Tanrılar Okulu (The School For Gods)


Hey, Çok heyecanlıyım!

Okuduğum bölümden dolayı hep kitaplarla iç içeyim. Fakat çoğu kendi seçimlerim dışında okumam “gereken”, akademik dili ağır basan eserler. Zaten onlar olmasa dahi heyecanla satın aldığım bir kitap olmadı bir süredir.

Her neyse…
Geçtiğimiz hafta buhranlı dönemlerimden birini yaşıyordum ‘yine’. Kendimi oyalamak ve peşimi bırakmayan yalnızlığımdan biraz olsun sıyrılabilmek adına kendimi kitapçılar sokağına attım. Artık yerlerini bile ezberlediğim, bir çok kez karşılaştığım kitapları tekrar tekrar inceliyordum. Çok uzun zaman olmuştu kitap rafları arasında veya sahaflarda aylak aylak dolanırken beni gerçekten heyecanlandıran bir kitapla karşılaşalı.  Birkaç kitap seçtikten sonra kasaya doğru ilerledim;  ismiyle de, kapağıyla da beni çok heyecanlandıran bir kitap resmen bana bakıyordu;  “TANRILAR OKULU”
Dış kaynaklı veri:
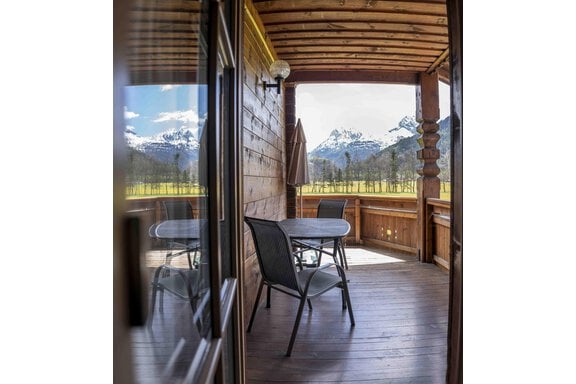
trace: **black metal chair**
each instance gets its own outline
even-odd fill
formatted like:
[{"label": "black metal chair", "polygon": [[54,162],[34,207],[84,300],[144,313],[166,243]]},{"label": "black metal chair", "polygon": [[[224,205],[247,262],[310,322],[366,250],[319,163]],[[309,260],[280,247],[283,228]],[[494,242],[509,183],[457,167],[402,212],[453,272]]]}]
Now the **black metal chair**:
[{"label": "black metal chair", "polygon": [[[316,211],[317,218],[329,218],[329,219],[343,219],[344,213],[346,211],[346,204],[348,200],[336,200],[336,199],[321,199],[318,203],[318,208]],[[294,242],[294,246],[299,248],[298,254],[302,254],[306,249],[313,249],[316,253],[316,263],[315,266],[320,266],[322,259],[322,253],[317,249],[323,248],[334,248],[334,242],[332,240],[298,240]],[[338,242],[338,247],[336,252],[340,256],[340,265],[348,269],[348,260],[346,260],[346,251],[344,250],[344,240]],[[328,252],[326,252],[328,253]],[[334,262],[338,263],[336,258],[336,253],[332,255]]]},{"label": "black metal chair", "polygon": [[[332,288],[340,288],[342,290],[342,309],[348,309],[350,322],[352,326],[355,325],[346,275],[340,265],[329,264],[321,268],[307,268],[298,271],[294,261],[290,238],[278,222],[252,217],[245,217],[244,220],[252,232],[258,264],[262,274],[256,295],[256,302],[254,303],[254,309],[252,310],[252,316],[250,317],[250,323],[248,325],[248,332],[252,330],[254,317],[258,310],[264,285],[268,287],[267,308],[270,308],[270,294],[272,289],[300,299],[300,305],[298,306],[298,313],[296,315],[294,328],[292,329],[292,335],[290,336],[286,356],[290,356],[292,353],[296,334],[298,333],[298,326],[302,318],[302,311],[304,310],[304,303],[308,302],[309,307],[311,307],[311,298],[319,296]],[[330,266],[336,267],[338,275],[325,272]]]},{"label": "black metal chair", "polygon": [[[161,204],[167,220],[194,219],[194,210],[189,200],[163,200]],[[199,248],[199,242],[197,240],[172,239],[168,242],[168,248],[169,251],[166,254],[165,264],[170,264],[172,258],[186,253],[190,269],[197,266]],[[191,253],[194,253],[194,257],[190,256]]]}]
Bir süre önce gözüme çarpan, incelemeye vakit bulamadığım bir kitaptı aslında. Sonrasında ismini hatırlayamadığım için bulamamıştım. Karşıma da çıkmamıştı üzücü bir şekilde.

Kitabı gördüğüm an melankolik ruh halimden az olsun uzaklaştım. Kitabı elime aldım ve tanıtım bültenini okumaya başladım. Beni karşılayan cümleyi gördüğüm an, kitabı almak için ikna olmuştum zaten;

“Hayat; tıpkı bana yaptığı gibi, sizi de, bir mengenede soluğunuz kesilinceye kadar sıktığında, sizi içinden çıkamayacağınız hayal kırıklıklarına uğrattığında ve hiç bir çıkış yolu bulamadığınızda... işte ancak o zaman bu Kitap, biranda elinize geçecek ve sizi bulacaktır.
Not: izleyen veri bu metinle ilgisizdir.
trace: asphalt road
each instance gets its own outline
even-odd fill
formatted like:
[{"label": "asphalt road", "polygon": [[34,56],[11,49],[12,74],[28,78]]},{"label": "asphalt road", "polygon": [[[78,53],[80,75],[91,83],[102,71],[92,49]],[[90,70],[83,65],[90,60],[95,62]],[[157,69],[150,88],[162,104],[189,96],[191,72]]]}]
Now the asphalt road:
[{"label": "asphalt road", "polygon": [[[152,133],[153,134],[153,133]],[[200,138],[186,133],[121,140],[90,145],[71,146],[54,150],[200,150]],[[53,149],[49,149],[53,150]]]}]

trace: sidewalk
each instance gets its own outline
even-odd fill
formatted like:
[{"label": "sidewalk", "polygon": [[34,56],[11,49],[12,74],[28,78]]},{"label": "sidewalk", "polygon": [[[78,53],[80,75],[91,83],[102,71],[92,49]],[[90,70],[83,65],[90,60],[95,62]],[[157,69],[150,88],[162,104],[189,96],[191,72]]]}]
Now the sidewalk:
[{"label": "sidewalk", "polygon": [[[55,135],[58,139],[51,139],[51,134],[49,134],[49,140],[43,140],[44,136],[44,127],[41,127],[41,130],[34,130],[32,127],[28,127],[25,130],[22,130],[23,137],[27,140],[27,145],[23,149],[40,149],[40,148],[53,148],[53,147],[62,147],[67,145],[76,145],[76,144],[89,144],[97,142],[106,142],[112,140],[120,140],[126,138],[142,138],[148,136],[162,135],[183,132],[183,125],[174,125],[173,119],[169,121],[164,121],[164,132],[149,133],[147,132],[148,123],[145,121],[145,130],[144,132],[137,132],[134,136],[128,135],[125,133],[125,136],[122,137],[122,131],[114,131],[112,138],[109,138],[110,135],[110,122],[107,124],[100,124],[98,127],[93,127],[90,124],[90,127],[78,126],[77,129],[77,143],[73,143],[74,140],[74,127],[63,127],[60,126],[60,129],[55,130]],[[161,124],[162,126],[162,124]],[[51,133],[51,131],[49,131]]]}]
İsmiyle, tasarımıyla ve tanıtım bülteniyle belki de tam bir pazarlama harikasıydı, bilemiyorum. Yine de beni heyecanlandırmaya yetti veya bu zor dönemi atlatmak adına en ufak şeyden etkilenmek için hazırda bekliyordum :)
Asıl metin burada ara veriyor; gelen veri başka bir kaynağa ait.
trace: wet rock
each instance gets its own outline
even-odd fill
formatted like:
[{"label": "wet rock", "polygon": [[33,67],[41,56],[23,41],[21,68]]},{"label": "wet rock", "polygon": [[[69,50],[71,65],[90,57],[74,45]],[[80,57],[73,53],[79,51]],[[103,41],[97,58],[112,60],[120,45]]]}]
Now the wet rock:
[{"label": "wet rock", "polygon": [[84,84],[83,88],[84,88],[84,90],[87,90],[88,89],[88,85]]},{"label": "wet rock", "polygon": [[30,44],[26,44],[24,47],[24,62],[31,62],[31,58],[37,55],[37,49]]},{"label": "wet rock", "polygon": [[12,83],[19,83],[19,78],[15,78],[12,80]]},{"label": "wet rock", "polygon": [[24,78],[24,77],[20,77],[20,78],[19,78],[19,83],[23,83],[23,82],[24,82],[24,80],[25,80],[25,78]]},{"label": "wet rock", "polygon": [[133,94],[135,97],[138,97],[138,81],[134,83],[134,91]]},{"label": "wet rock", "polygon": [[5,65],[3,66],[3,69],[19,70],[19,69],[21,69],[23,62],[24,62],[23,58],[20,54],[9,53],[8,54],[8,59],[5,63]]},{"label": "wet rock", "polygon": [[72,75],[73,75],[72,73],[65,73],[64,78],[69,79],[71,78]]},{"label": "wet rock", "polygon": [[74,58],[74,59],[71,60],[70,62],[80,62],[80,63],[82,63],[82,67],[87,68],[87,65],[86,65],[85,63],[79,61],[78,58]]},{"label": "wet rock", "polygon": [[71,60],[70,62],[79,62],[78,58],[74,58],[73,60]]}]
Kişisel gelişim okumayı çok severim. Tabi “10 Adımda cartcurt” tarzı kitaplar değil kişisel gelişimden kastım. Felsefi bir derinliği olan veya inanç sistemlerinin temelinde yatan öğretilerle beslenmiş kişisel gelişimlerden bahsediyorum. Gördüğüm kadarıyla “Tanrılar Okulu“ da tam istediğim gibi felsefi öğretilerden yola çıkan, sorgulayıcı tarzda bir kişisel gelişimdi.

Kitabı en yakın zamanda okumaya başlayacağım. “Tanrılar Okulu”ndaki eğitimim sona erdiğinde de ilk işim yeni öğrendiklerimi sizlerle paylaşmak olacak. Umarım hayal kırıklığına uğramam, uğratmam  :)

Yazımı kitabın yazarı Stefano E. D´Anna  ‘dan bir alıntıyla tamamlamak istiyorum;

 “Özgürlük yolunda atılması gereken ilk ve en zor adım, bu korkunun kişinin tüm yaşamına despotça egemen olduğunu kavramaktır.